Wednesday, January 2, 2019

Sang Pengatur Waktu


Masa lalu adalah kenangan, masa kini adalah kenyataan, dan masa datang adalah harapan, cita-cita dan impian. Apa yang kita nikmati pada masa kini merupakan hasil jerih payah kita pada masa lalu. bagaimana mewujudkan masa depan kita yang lebih baik, tergantung hasil kerja keras kita pada masa kini. 

Allah SWT sangat memotivasi manusia agar benar-benar dapat memanfaat waktu secara baik dan benar.
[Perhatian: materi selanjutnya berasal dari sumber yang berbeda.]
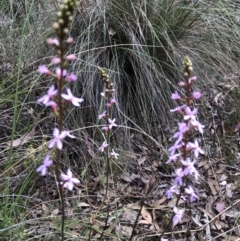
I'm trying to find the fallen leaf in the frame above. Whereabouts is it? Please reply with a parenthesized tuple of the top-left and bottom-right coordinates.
(125, 152, 138, 160)
(208, 178, 218, 195)
(138, 156, 147, 166)
(77, 202, 90, 207)
(225, 208, 239, 217)
(42, 203, 49, 215)
(141, 205, 152, 224)
(205, 196, 218, 219)
(223, 235, 240, 241)
(152, 209, 161, 232)
(125, 203, 140, 210)
(120, 173, 139, 182)
(167, 197, 184, 208)
(181, 210, 192, 224)
(7, 120, 39, 147)
(116, 225, 133, 237)
(215, 164, 227, 174)
(214, 92, 222, 104)
(152, 197, 167, 207)
(144, 175, 156, 195)
(51, 208, 59, 216)
(219, 173, 228, 182)
(226, 183, 233, 198)
(122, 209, 138, 222)
(138, 220, 151, 224)
(136, 144, 148, 155)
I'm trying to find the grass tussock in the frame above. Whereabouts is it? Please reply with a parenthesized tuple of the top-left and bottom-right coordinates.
(69, 0, 240, 138)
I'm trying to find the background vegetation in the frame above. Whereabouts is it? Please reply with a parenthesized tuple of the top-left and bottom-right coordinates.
(1, 0, 240, 240)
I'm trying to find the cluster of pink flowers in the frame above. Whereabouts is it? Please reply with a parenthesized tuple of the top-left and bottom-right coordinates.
(36, 1, 82, 239)
(165, 57, 204, 227)
(97, 68, 118, 159)
(36, 37, 82, 191)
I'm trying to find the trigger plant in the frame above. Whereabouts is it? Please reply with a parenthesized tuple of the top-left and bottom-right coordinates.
(36, 0, 82, 240)
(98, 67, 118, 175)
(160, 56, 204, 239)
(90, 67, 118, 240)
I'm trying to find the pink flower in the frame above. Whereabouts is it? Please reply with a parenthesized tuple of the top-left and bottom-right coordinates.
(171, 91, 181, 100)
(192, 91, 201, 99)
(66, 73, 77, 82)
(38, 65, 51, 75)
(46, 38, 59, 46)
(36, 154, 53, 176)
(185, 186, 198, 202)
(37, 85, 58, 105)
(188, 76, 197, 84)
(61, 169, 80, 191)
(166, 185, 179, 199)
(45, 100, 57, 110)
(66, 37, 73, 44)
(61, 88, 84, 107)
(48, 127, 75, 150)
(170, 104, 186, 113)
(191, 119, 204, 133)
(99, 141, 108, 152)
(51, 57, 60, 64)
(98, 111, 107, 119)
(180, 158, 195, 174)
(66, 54, 76, 61)
(187, 139, 204, 158)
(110, 98, 116, 104)
(166, 153, 181, 164)
(102, 126, 109, 131)
(55, 68, 67, 79)
(184, 107, 198, 121)
(173, 122, 189, 144)
(174, 168, 184, 186)
(110, 149, 119, 159)
(178, 81, 185, 87)
(168, 142, 182, 156)
(108, 118, 117, 129)
(106, 98, 116, 107)
(173, 207, 184, 227)
(180, 158, 199, 179)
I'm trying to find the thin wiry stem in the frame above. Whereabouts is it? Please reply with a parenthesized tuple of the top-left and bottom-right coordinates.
(56, 38, 65, 241)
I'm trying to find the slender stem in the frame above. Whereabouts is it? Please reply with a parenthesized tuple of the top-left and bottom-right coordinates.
(55, 36, 65, 241)
(129, 197, 145, 240)
(99, 146, 110, 241)
(55, 149, 65, 240)
(88, 142, 110, 240)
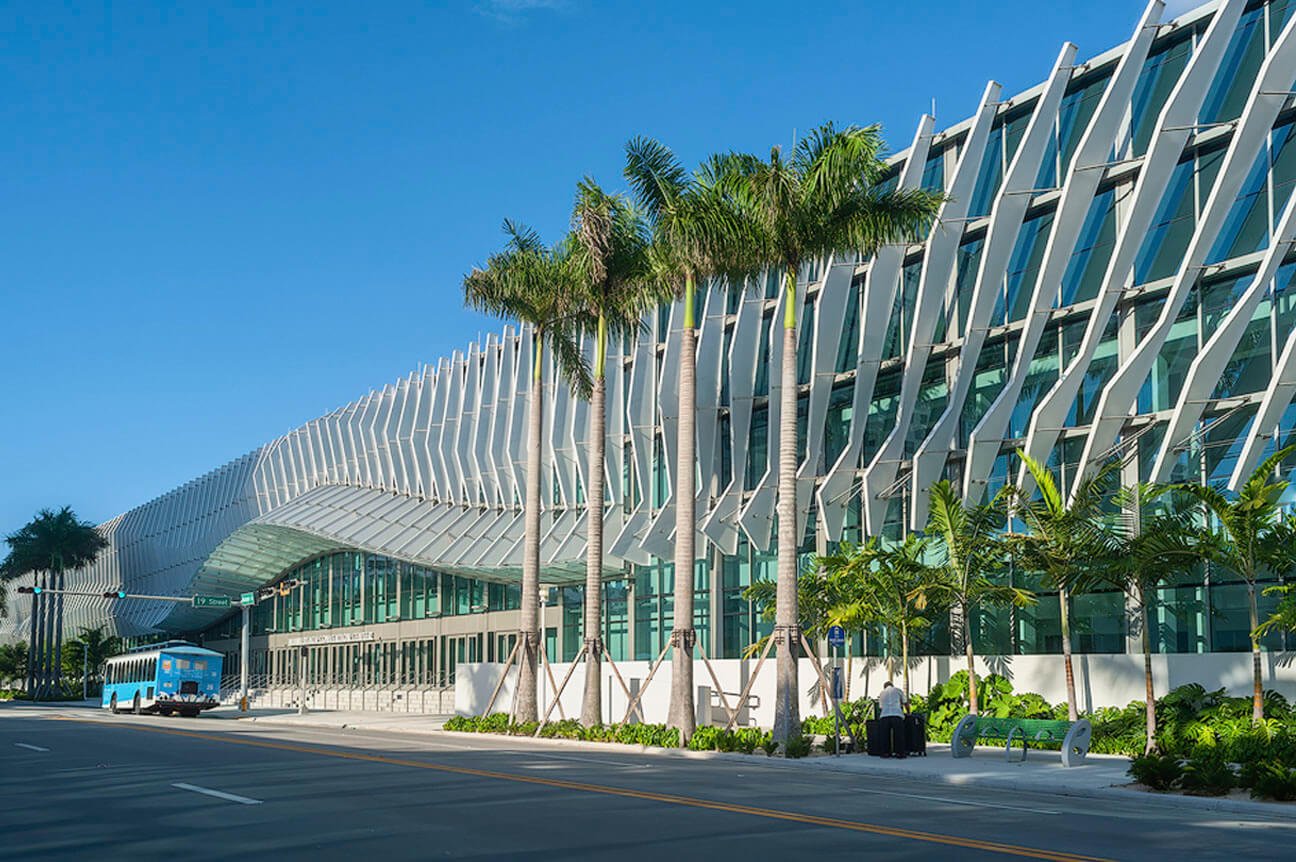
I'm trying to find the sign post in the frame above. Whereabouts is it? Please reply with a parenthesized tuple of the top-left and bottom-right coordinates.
(239, 603, 251, 711)
(827, 625, 846, 756)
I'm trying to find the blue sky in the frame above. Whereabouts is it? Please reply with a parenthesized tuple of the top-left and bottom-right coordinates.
(0, 0, 1197, 532)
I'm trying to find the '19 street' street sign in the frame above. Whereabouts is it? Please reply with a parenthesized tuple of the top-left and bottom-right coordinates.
(192, 595, 232, 608)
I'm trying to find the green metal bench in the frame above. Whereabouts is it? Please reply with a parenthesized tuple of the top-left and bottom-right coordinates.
(950, 715, 1092, 767)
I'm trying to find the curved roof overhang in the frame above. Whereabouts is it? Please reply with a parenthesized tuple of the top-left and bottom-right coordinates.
(162, 483, 622, 632)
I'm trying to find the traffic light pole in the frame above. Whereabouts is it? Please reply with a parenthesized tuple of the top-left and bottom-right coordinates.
(240, 604, 251, 712)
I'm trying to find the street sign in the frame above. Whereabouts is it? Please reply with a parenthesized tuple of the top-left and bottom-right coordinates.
(827, 625, 846, 648)
(240, 592, 256, 606)
(191, 595, 232, 608)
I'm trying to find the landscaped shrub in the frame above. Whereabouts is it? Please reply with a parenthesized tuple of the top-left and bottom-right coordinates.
(1249, 762, 1296, 801)
(688, 725, 722, 751)
(760, 735, 779, 757)
(1179, 752, 1235, 797)
(783, 734, 812, 759)
(1128, 753, 1182, 791)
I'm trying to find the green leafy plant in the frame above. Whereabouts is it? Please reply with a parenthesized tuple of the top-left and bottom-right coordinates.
(1249, 762, 1296, 801)
(1128, 753, 1182, 791)
(1179, 752, 1235, 797)
(782, 734, 813, 759)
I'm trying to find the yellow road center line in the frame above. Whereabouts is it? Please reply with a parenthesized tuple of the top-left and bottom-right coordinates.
(52, 716, 1111, 862)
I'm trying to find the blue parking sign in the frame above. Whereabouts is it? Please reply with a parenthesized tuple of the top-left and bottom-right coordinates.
(827, 625, 846, 648)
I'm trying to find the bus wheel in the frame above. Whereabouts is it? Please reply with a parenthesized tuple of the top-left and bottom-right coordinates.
(109, 694, 118, 714)
(132, 695, 141, 715)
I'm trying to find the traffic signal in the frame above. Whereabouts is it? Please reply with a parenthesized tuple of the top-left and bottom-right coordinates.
(102, 590, 127, 599)
(277, 578, 302, 597)
(17, 586, 39, 594)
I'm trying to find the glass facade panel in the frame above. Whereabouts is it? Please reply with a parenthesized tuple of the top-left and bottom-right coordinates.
(1200, 7, 1266, 125)
(1129, 32, 1193, 157)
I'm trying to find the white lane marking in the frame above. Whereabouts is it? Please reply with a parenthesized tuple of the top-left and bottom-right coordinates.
(171, 782, 263, 805)
(854, 786, 1059, 815)
(14, 743, 50, 752)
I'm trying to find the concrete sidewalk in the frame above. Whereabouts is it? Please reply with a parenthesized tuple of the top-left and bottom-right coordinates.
(216, 706, 452, 734)
(221, 706, 1292, 818)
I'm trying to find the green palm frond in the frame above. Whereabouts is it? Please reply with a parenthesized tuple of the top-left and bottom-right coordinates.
(703, 123, 944, 286)
(463, 221, 592, 397)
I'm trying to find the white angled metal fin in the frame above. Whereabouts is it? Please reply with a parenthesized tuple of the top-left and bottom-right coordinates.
(1074, 13, 1296, 494)
(910, 42, 1078, 528)
(862, 79, 1004, 535)
(816, 114, 935, 541)
(1154, 192, 1296, 482)
(968, 0, 1169, 501)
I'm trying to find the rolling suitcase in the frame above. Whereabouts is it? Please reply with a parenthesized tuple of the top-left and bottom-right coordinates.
(905, 713, 927, 756)
(865, 718, 886, 756)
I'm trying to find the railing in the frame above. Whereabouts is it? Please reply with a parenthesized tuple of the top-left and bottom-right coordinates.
(222, 682, 453, 714)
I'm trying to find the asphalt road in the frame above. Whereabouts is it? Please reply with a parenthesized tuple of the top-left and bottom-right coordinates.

Demi masa,[1]. Sesungguhnya manusia itu benar-benar berada dalam kerugian,[2]. kecuali orang-orang yang beriman dan mengerjakan amal saleh dan nasehat menasehati supaya mentaati kebenaran dan nasihat menasihati supaya menetapi kesabaran.”[3]
Surat ini diturunkan di kota Mekkah dan ayatnya berjumlah 3 ayat.  Ath-Thabarany meriwayatkan di dalam al-Mu’jam al-Awsath (no.5097) dengan sanadnya dari ‘Abdullah bin Hishn, dia berkata, “Ada dua orang shahabat Rasulullah SAW., yang bila saling bertemu, tidak berpisah kecuali salah satunya membacakan kepada yang lainnya surat al-‘Ashr hingga selesai, kemudian masing-masing saling memberi salam.” Imam asy-Syâfi’iy berkata, “Andaikata manusia hanya mentadabburi (merenungi) surat ini saja, tentu sudah cukup bagi mereka.” 


Di dalam surat yang agung ini jelaslah bahwa semua manusia berada dalam kerugian kecuali orang yang memiliki empat kualifikasi, yaitu iman, amal shalih, nasehat menasehati supaya mentaati kebenaran dan nasihat menasihati supaya menetapi kesabaran. 

Dengan dua hal pertama (iman dan amal shalih), seorang hamba dapat melengkapi dirinya sendiri sedangkan dengan dua hal berikutnya dia dapat melengkapi orang lain dan dengan melengkapi keempat-empatnya, maka jadilah seorang hamba orang yang terhindar dari kerugian dengan meraih keuntungan yang besar. Inilah yang tentunya akan selalu diupayakan oleh seorang insan yang berakal di dalam kehidupannya. 


Pesan Moral Surat Ini

1. Bahwa Allah berhak untuk bersumpah dengan makhluk-Nya mana saja yang dikehendaki-Nya sedangkan seorang hamba tidak boleh bersumpah selain dengan (atas nama) Khaliqnya. Hal ini berdasarkan sabda Rasulullah SAW., “Barangsiapa yang bersumpah dengan selain Allah, maka dia telah melakukan kekufuran atau berbuat kesyirikan.” 
2. Semua manusia berada dalam kerugian kecuali orang yang memiliki empat kualifikasi, yaitu iman, amal shalih, nasehat menasehati supaya mentaati kebenaran dan nasihat menasihati supaya menetapi kesabaran. 
3. Iman semata yang hampa dari amal, tidak akan berguna bagi pemiliknya. 
4. Keutamaan berdakwah kepada Allah Ta’ala dan saling nasehat-menasehati. 
5. Keutamaan sabar dengan semua jenis-jenisnya, khususnya terhadap hal yang dialami oleh seorang Muslim sebagai resiko yang harus dihadapinya di dalam berdakwah kepada Rabbnya, baik berupa perkataan, tindakan secara fisik, terhadap hartanya ataupun anaknya. 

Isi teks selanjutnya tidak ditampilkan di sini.